There's ZERO phone downtime with an interchangeable battery, where with an iPhone there's guaranteed time where you have to leave the phone to charge, and any other solution isn't as good as merely swapping a battery.

Often there's time where my wife will use her iPhone all day at work, come home, and it's pretty much done, but then, hey, let's go out to a social function. She either has to leave her phone tethered, or carry it with her with the near-dead battery screaming for a charge, having no idea if it'll die on her. Meanwhile, my SGS3 is NEVER in that situation, and never needs to be. Battery life means DICK when the phone isn't fully charged and is toward the end of the cycle, and yet you still needs to be using it for unknown hours longer; it's just that simple.



I really don't see the reason to start insulting iPhones and getting extremely defensive about a possibly unreasonable spec.
I don't see the reason why you're trying to make such a big deal out of a spec, when the specs of the phone are awesome, and no one really needs some unrealistic 720 hours of standby time.

Likewise, the iPhone 5's 225 hours standby is a bit high too, though only 1/3 Samsung's claim.
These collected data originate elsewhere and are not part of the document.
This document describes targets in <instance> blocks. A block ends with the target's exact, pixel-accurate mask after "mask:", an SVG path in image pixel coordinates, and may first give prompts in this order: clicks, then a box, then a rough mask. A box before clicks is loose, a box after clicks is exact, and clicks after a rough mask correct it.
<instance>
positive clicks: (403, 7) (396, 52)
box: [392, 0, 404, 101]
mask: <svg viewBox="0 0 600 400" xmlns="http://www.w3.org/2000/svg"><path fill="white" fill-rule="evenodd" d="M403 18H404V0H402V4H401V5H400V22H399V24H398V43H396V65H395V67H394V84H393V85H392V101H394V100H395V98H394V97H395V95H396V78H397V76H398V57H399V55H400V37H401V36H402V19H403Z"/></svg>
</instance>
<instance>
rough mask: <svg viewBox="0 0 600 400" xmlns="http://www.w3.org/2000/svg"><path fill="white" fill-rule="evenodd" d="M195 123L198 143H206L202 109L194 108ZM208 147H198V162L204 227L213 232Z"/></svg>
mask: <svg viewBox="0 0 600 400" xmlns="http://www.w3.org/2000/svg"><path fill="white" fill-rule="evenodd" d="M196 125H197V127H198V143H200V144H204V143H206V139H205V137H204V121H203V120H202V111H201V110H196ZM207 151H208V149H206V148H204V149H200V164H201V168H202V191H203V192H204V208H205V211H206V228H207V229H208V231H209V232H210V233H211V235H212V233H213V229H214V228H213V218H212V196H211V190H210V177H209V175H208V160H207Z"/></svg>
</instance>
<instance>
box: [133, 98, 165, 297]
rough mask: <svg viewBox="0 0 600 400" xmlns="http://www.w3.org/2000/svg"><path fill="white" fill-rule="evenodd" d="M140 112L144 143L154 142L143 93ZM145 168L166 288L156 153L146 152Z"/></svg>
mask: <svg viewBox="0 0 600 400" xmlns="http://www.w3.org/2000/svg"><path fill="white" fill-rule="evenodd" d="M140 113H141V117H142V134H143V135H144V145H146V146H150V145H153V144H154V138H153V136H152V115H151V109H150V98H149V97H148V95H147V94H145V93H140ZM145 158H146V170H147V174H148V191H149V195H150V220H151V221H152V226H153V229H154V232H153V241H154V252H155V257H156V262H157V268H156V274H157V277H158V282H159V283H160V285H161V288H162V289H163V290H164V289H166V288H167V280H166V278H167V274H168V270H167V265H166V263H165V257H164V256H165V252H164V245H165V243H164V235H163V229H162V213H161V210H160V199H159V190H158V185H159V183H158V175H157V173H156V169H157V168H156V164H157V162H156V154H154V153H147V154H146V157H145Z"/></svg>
I'd love to see people challenge that too.
Why? Again, who really cares? Both are obviously just extreme examples that you'd probably need a lab to reproduce. Every other tech company, with every other tech product makes the same sort of 'non-real world' claims. People usually don't get too worked up about them one way or another unless they're caught up in the usual team sports nonsense.

But given the nature of Android and syncing and pulling data constantly, I find it harder for the average Android user to get as good battery life as an iPhone. You would have to work hard to disable a lot of syncing.
This makes no sense to me. What constant syncing and pulling data constantly? My data connection is never turned on unless I need it. On wifi, the SGS3 has a setting to turn off wifi as soon as the phone sleeps. That's even if Tasker or JuiceDefender or other settings weren't already handling that sort of thing anyway.